The company explained that the loan agreements evidenced by letters of offer of credit facility were all between Diamond Bank Plc. (now Access Bank Plc.) and Cardinal Drilling Services Limited, while the three Deeds of Debenture to the loan were over specific and fixed assets of Cardinal Drilling viz four Drilling Rigs set out in the schedules of the three Deeds of Debenture.
Seplat Petroleum Company had appealed the December 24, 2020 decision of the Federal High Court granting injunctions that, among others, resulted in the sealing of its corporate offices in Lagos.
The trial judge, Hon. Justice R.M Aikawa, of Lagos Division of the Federal High Court had in the said ruling in Access Bank Plc. V. Seplat Petroleum Development Company Ltd. declined to discharge the orders of interim injunction made ex-parte against Seplat on November 23, 2020 as amended by the order made on November 30, 2020.
The trial judge had instead proceeded to determine Access Bank’s application for interlocutory injunction and held that the court’s ruling on the said application had rendered Seplat’s application to discharge the Injunctions academic. He therefore proceeded to strike it out.
Dissatisfied with the ruling, Seplat filed an appeal.
The grounds of appeal include alleged denial of fair hearing in respect of the issues raised and reliefs sought in the said application.

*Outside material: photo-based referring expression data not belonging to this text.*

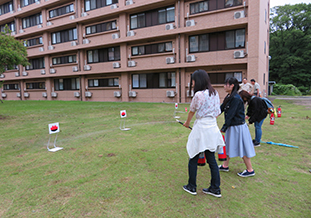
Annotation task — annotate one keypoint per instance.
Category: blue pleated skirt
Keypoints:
(239, 142)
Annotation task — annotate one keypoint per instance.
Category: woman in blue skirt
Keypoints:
(238, 138)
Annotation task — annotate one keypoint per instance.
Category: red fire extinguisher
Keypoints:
(279, 111)
(201, 161)
(272, 119)
(222, 155)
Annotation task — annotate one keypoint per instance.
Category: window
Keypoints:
(32, 20)
(231, 3)
(154, 80)
(64, 60)
(10, 86)
(36, 63)
(199, 43)
(64, 36)
(111, 82)
(152, 49)
(38, 85)
(103, 55)
(219, 78)
(32, 42)
(11, 26)
(217, 41)
(6, 8)
(66, 84)
(198, 7)
(102, 27)
(152, 18)
(61, 11)
(28, 2)
(94, 4)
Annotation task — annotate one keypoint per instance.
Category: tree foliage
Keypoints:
(290, 44)
(12, 52)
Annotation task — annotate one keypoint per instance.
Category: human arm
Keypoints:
(190, 115)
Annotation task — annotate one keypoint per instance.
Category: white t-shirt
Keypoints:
(205, 105)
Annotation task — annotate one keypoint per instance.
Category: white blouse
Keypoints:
(205, 105)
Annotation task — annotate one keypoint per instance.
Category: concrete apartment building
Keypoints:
(133, 51)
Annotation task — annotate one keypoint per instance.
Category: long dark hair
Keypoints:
(235, 82)
(245, 95)
(201, 82)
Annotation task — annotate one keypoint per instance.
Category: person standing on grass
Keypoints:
(205, 135)
(256, 88)
(256, 113)
(238, 138)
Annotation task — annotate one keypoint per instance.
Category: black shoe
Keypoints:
(192, 191)
(209, 191)
(256, 144)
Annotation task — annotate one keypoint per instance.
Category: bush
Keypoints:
(289, 89)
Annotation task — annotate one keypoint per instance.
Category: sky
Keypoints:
(274, 3)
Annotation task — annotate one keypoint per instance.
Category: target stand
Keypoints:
(53, 129)
(123, 118)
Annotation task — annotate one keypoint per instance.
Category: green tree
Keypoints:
(12, 52)
(290, 44)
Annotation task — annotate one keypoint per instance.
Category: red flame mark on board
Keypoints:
(54, 128)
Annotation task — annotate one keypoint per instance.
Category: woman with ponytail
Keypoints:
(238, 138)
(205, 135)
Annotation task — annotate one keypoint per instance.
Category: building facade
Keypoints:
(133, 51)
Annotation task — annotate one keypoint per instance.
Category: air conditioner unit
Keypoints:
(130, 33)
(116, 65)
(170, 60)
(238, 54)
(169, 26)
(190, 58)
(190, 95)
(239, 14)
(170, 94)
(131, 64)
(53, 94)
(115, 36)
(129, 2)
(132, 94)
(117, 94)
(76, 94)
(74, 69)
(85, 41)
(114, 6)
(87, 67)
(190, 23)
(88, 94)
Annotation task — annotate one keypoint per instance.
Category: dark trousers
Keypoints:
(193, 167)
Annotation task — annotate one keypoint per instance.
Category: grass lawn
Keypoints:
(105, 172)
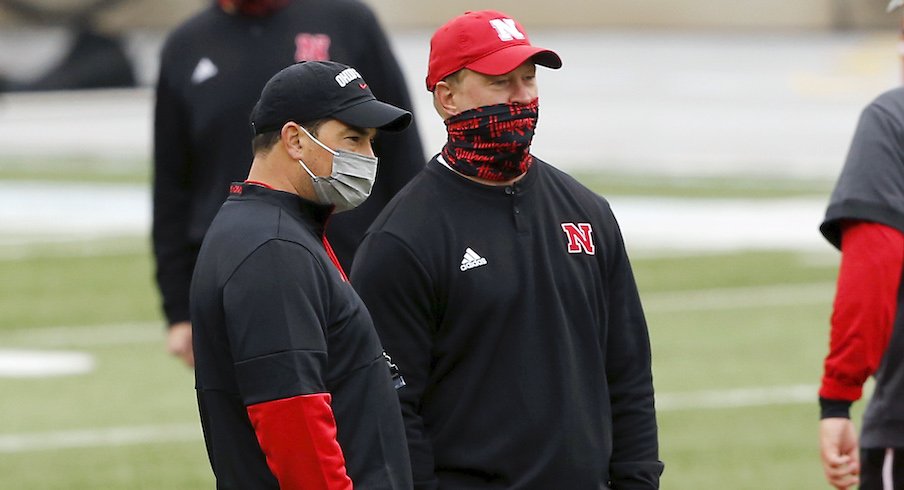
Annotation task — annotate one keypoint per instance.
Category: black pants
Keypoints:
(881, 469)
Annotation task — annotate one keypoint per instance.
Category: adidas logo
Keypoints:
(471, 260)
(204, 71)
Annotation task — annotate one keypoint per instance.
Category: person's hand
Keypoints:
(840, 452)
(178, 342)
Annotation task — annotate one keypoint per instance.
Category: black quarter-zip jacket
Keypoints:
(274, 319)
(212, 70)
(513, 314)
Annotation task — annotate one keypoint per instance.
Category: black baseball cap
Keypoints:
(312, 90)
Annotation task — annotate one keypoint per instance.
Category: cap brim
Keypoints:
(375, 114)
(505, 60)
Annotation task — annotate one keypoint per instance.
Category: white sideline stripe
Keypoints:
(701, 299)
(728, 298)
(105, 437)
(737, 398)
(87, 336)
(152, 434)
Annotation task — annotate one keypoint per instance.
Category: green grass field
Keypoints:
(723, 326)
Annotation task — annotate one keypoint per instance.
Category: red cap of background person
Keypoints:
(488, 42)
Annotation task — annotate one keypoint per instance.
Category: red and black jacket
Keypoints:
(293, 388)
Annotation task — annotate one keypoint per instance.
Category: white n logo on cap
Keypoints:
(506, 29)
(347, 76)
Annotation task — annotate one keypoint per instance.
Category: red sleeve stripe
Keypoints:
(298, 437)
(866, 303)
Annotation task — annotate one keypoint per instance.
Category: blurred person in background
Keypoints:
(502, 288)
(865, 220)
(212, 70)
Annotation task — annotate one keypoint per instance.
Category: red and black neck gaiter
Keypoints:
(492, 142)
(253, 8)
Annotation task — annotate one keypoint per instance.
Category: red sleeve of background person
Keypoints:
(866, 302)
(298, 437)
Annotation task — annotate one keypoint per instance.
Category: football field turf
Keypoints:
(738, 340)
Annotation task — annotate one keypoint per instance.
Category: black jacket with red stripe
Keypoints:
(212, 70)
(284, 346)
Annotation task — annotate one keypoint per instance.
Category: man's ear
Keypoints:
(444, 100)
(290, 136)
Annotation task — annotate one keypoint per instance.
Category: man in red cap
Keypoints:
(502, 288)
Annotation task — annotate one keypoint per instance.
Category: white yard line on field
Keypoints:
(99, 437)
(737, 398)
(187, 432)
(667, 301)
(729, 298)
(85, 336)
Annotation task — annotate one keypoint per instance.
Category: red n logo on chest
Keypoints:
(580, 238)
(312, 47)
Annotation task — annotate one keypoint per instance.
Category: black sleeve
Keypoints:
(276, 316)
(635, 456)
(871, 184)
(403, 314)
(174, 255)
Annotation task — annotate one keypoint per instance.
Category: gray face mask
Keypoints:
(350, 182)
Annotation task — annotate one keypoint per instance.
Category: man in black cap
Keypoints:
(293, 387)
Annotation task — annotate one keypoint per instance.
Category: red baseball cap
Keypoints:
(488, 42)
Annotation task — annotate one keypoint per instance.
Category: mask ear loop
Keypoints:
(327, 148)
(305, 167)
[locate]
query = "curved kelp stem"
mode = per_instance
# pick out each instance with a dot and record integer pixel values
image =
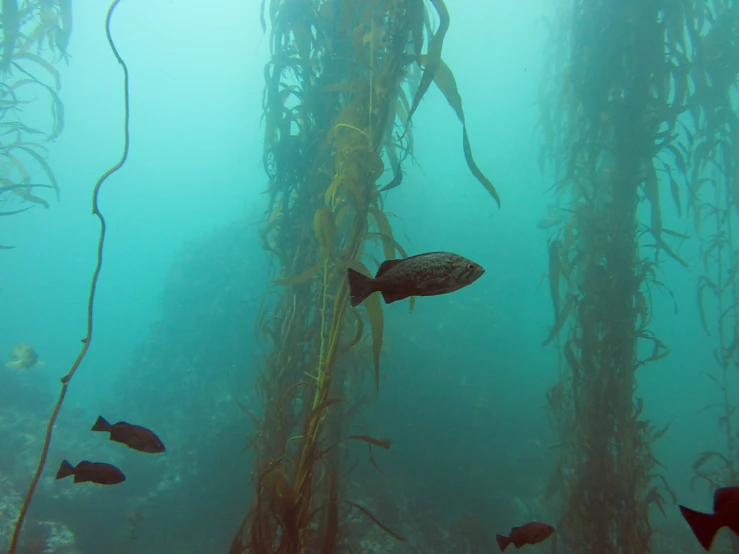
(95, 211)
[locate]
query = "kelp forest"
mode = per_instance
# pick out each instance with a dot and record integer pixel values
(35, 35)
(343, 83)
(639, 150)
(639, 121)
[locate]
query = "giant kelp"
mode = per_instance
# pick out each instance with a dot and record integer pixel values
(35, 35)
(714, 204)
(610, 120)
(344, 80)
(87, 340)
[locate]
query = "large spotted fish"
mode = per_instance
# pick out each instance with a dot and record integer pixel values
(422, 275)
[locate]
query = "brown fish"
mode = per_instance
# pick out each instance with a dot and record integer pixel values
(531, 533)
(725, 514)
(23, 356)
(133, 436)
(92, 472)
(422, 275)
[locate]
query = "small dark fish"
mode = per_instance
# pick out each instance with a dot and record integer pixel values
(423, 275)
(725, 514)
(133, 436)
(531, 533)
(92, 472)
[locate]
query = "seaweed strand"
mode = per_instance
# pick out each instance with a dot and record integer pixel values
(91, 298)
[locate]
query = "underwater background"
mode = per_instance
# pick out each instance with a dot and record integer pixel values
(466, 386)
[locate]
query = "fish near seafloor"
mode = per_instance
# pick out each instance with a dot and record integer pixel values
(23, 356)
(531, 533)
(92, 472)
(133, 436)
(422, 275)
(725, 514)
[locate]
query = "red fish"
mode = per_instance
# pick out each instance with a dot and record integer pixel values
(725, 514)
(531, 533)
(422, 275)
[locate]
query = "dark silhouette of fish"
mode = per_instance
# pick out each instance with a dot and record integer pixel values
(725, 514)
(531, 533)
(92, 472)
(133, 436)
(422, 275)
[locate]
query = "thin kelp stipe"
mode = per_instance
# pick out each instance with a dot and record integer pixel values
(88, 339)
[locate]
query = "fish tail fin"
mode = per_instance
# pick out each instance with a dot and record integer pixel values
(704, 526)
(503, 542)
(101, 425)
(360, 286)
(65, 470)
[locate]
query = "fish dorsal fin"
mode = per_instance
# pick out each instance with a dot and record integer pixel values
(386, 266)
(724, 497)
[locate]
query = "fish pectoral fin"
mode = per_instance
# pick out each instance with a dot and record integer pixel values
(390, 296)
(441, 283)
(386, 266)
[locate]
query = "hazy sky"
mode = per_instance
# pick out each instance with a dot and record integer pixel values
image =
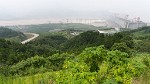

Seplat argued that whereas its application to vacate the said order was filed and argued by the parties, the lower court failed to rule on it.
The company argued that the loan agreements evidenced by letters of offer of credit facility were all between Diamond Bank Plc. (now Access Bank Plc.) and Cardinal Drilling Services Limited, while the three Deeds of Debenture to the loan were over specific and fixed assets of Cardinal Drilling viz four Drilling Rigs set out in the schedules of the three Deeds of Debenture.
As such, Seplat, in the appeal, maintains that it has no connection whatsoever with the said credit facility or the debenture with which it was secured, hence no Receiver/Manager had been or could be validly appointed by Access Bank in respect of the assets and undertaking of the company.
Seplat, through its counsel, also contended that the affidavits filed in support of the application for the interim injunction and the Motion on Notice were defective, while also alleging material misrepresentation and suppression of facts on the part of Access Bank, especially the claim by the bank that Seplat and its chairman undertook to repay the indebtedness of Cardinal Drilling Limited when no such undertaking was made by either Seplat or its chairman.
Seplat is, therefore, praying the Court of Appeal to set aside the order of interlocutory injunction granted by the Federal High Court and also order the Chief Judge of the Federal High Court or the Administrative Judge of the Federal High Court to reassign the suit from the court of Honourable Justice R.M Aikawa to the court of another judge of the FHC.